Overcoming antibiotic resistance in Pseudomonas aeruginosa biofilms using glycopeptide dendrimers† †Electronic supplementary information (ESI) available: Details of carbohydrate synthesis building blocks and peptide dendrimer synthesis, ITC plots, biofilm inhibition and dispersal assay, MIC determination, cell viability assays and control growth curves, and crystallographic data table for 5D2A. See DOI: 10.1039/c5sc03635f

Glycopeptide dendrimers targeting P. aeruginosa lectins yielded to crystallography and acted in synergy with tobramycin for biofilm inhibition and dispersal. Antibiotic resistance in the opportunistic pathogen Pseudomonas aeruginosa is partly caused by biofilms forming a physical barrier to antibiotic penetration.
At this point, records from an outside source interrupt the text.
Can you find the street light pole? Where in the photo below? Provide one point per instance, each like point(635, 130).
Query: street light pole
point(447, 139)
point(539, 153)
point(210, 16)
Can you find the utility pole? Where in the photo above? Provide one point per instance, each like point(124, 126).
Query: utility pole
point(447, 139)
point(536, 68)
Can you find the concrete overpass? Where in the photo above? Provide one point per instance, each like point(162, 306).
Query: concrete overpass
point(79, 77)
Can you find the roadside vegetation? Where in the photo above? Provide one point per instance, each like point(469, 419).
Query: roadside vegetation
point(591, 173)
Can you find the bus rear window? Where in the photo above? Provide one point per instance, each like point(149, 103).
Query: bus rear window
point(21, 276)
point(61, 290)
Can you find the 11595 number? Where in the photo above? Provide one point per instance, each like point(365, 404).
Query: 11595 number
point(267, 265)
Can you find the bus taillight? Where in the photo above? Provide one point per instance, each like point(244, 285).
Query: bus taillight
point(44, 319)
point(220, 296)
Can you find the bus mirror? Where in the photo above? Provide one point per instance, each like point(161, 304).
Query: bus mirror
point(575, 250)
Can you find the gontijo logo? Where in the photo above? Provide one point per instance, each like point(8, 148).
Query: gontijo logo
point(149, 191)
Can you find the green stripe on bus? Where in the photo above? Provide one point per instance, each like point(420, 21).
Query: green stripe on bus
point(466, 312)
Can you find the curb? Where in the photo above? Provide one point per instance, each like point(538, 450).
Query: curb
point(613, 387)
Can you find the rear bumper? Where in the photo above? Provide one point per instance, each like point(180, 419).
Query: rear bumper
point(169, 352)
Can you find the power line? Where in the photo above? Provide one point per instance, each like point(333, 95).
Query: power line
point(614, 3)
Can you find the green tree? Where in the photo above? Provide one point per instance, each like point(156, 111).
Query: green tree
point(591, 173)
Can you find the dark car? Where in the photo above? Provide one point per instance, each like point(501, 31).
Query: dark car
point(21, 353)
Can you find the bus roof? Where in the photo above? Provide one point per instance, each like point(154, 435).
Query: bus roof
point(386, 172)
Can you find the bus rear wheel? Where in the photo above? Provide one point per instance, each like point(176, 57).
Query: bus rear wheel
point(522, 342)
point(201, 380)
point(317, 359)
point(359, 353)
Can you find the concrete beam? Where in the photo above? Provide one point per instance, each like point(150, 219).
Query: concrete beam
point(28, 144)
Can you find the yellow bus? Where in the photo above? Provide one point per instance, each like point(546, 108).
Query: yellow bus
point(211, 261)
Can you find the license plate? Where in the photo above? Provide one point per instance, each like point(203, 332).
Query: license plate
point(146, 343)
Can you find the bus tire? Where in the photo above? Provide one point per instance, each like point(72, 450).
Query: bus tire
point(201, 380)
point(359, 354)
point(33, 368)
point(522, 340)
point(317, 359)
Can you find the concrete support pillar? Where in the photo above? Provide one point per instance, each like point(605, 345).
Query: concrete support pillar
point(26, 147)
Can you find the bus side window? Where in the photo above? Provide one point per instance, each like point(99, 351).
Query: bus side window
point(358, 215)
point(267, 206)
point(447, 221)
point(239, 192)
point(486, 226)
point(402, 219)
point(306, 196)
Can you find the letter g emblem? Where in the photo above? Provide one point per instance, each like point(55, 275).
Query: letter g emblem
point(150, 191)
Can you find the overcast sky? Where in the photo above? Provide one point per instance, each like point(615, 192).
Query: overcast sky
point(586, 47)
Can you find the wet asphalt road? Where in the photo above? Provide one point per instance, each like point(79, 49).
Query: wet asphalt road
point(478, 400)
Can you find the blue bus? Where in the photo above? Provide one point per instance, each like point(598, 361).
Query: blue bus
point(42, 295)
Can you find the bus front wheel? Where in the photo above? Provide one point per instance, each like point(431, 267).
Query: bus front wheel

Here we focused on modifying tetravalent glycopeptide dendrimer ligands of P. aeruginosa lectins LecB or LecA to increase their biofilm inhibition activity. First heteroglycoclusters were investigated displaying one pair each of LecB specific fucosyl groups and LecA specific galactosyl groups and binding simultaneously to both lectins, one of which gave the first fully resolved crystal structure of a peptide dendrimer as LecB complex providing a structural model for dendrimer–lectin interactions (PDB ; 5D2A ). Biofilm inhibition was increased by introducing additional cationic residues in these dendrimers but resulted in bactericidal effects similar to those of non-glycosylated polycationic antimicrobial peptide dendrimers. In a second approach dendrimers displaying four copies of the natural LecB ligand Lewis a were prepared leading to slightly stronger LecB binding and biofilm inhibition. Finally synergistic application of a LecB specific non-bactericidal antibiofilm dendrimer with the antibiotic tobramycin at sub-inhibitory concentrations of both compounds allowed effective biofilm inhibition and dispersal.